Handloom placemat,wedding gift to Francis Wilder & Virginia Hunt, Buckland, Mass., 1949
Handloom placemat,wedding gift to Francis Wilder & Virginia Hunt, Buckland, Mass., 1949
Item Information
Title:
Handloom placemat,wedding gift to Francis Wilder & Virginia Hunt, Buckland, Mass., 1949
Description:
Green, brown, and beige hand-woven cotton table linen with fringe measures 11 inches by 14-1/2 inches and was made on handlooms in Buckland, Mass. by Miss Eleanor W. Clark (1902-1958) and Mrs. Hattie Bertha (Sanderson) Wilder (1867-1958). With an overshot pattern in a fine weave, the piece was a gift to Francis Wilder and Virginia Hunt on 19 March 1949, their wedding day.

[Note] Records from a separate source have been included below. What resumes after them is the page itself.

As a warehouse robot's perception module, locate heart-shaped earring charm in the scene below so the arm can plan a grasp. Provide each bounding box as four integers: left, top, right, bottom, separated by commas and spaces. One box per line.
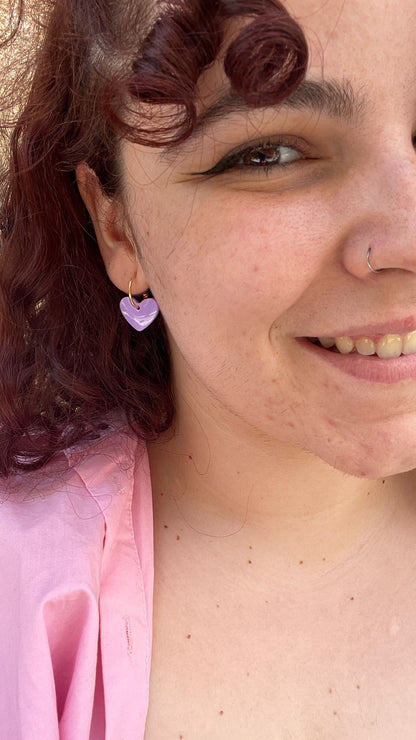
120, 296, 159, 331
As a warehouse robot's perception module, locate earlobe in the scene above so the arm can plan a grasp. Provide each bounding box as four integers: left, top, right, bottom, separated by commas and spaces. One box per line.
76, 163, 148, 293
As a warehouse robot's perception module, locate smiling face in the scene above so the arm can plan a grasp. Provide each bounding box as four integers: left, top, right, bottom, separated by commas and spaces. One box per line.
92, 0, 416, 477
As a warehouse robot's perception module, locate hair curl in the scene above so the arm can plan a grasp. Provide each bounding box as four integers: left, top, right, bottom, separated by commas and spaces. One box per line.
0, 0, 308, 475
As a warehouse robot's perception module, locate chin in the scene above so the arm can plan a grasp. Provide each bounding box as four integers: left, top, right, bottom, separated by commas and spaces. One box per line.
320, 441, 416, 480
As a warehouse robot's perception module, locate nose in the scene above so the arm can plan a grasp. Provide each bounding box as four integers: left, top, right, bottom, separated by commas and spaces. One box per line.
341, 142, 416, 279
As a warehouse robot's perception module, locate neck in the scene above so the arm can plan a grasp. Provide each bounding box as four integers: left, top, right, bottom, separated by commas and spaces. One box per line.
149, 390, 406, 563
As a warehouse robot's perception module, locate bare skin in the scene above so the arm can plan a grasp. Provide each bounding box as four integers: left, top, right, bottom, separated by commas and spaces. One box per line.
79, 0, 416, 740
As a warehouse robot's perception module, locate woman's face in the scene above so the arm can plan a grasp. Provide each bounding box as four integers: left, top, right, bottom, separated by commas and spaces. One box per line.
118, 0, 416, 477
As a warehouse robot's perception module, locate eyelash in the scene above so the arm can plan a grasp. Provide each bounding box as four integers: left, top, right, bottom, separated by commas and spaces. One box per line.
195, 138, 306, 175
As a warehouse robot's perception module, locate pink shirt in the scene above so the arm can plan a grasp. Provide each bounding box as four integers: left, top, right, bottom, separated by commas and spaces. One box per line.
0, 429, 153, 740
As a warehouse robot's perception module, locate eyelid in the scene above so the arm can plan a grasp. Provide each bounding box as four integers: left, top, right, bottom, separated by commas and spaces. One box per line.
191, 134, 311, 176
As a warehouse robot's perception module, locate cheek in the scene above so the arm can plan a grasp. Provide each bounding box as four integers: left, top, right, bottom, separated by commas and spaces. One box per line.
143, 191, 328, 322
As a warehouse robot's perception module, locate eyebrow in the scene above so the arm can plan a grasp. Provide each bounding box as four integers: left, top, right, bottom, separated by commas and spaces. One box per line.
160, 79, 365, 159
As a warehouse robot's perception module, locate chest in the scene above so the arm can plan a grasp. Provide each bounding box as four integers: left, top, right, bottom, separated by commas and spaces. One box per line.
146, 536, 416, 740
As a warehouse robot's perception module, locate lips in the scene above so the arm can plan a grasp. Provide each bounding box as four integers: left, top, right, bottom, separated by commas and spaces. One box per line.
308, 331, 416, 359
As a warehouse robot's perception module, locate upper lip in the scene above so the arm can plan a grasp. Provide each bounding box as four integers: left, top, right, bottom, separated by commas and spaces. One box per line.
300, 316, 416, 339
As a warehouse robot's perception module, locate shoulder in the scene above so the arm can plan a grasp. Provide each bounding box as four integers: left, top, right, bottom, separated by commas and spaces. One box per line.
0, 422, 148, 527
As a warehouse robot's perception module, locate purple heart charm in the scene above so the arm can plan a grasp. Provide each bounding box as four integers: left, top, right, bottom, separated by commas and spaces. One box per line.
120, 296, 159, 331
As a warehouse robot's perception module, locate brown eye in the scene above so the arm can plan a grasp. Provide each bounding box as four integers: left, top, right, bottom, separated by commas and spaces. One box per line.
193, 142, 306, 175
235, 144, 302, 167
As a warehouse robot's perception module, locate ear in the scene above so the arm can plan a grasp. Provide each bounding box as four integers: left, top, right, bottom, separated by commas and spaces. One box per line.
76, 163, 149, 294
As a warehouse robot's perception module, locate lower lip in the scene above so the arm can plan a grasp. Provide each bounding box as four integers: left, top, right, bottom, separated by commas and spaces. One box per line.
298, 339, 416, 384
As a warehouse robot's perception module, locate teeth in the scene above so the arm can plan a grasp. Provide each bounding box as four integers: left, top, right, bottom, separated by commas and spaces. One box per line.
355, 337, 376, 355
402, 331, 416, 355
335, 337, 355, 355
318, 331, 416, 359
376, 334, 403, 359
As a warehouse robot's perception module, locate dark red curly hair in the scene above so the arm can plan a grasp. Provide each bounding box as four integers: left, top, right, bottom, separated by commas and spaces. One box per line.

Miss Clark and Mrs. Wilder were cousins of the bride and groom's families.Eleanor Clark and her Aunt Hattie Wilder lived together at the Wilder Homestead in Buckland, Mass. in the early 1940's not long after the elder Hattie's husband died. At the homestead there were antique looms, spinning wheels, and yarn winders. Both Hattie, known to most everyone as Aunt Bertha, and Eleanor soon discovered a love and talent for pattern design and weaving on treadle looms. In 1944, Eleanor was appointed Postmaster of the Buckland Center Post Office, which was housed in a building she owned on Upper Street. The building had an apartment that Miss Clark converted into a two-room studio for teaching weaving. She gave lessons in setting up the loom and designing patterns for projects. Other weavers brought their looms and set them up to work together. The group became known as The Buckland Weavers. Eleanor also took on the task of teaching weaving to a group of 4-H girls, known as the Buckland Busy Bees. There were seven or eight girls aged ten to sixteen who learned how to set up a loom, work a pattern, and weave a piece to proudly take home.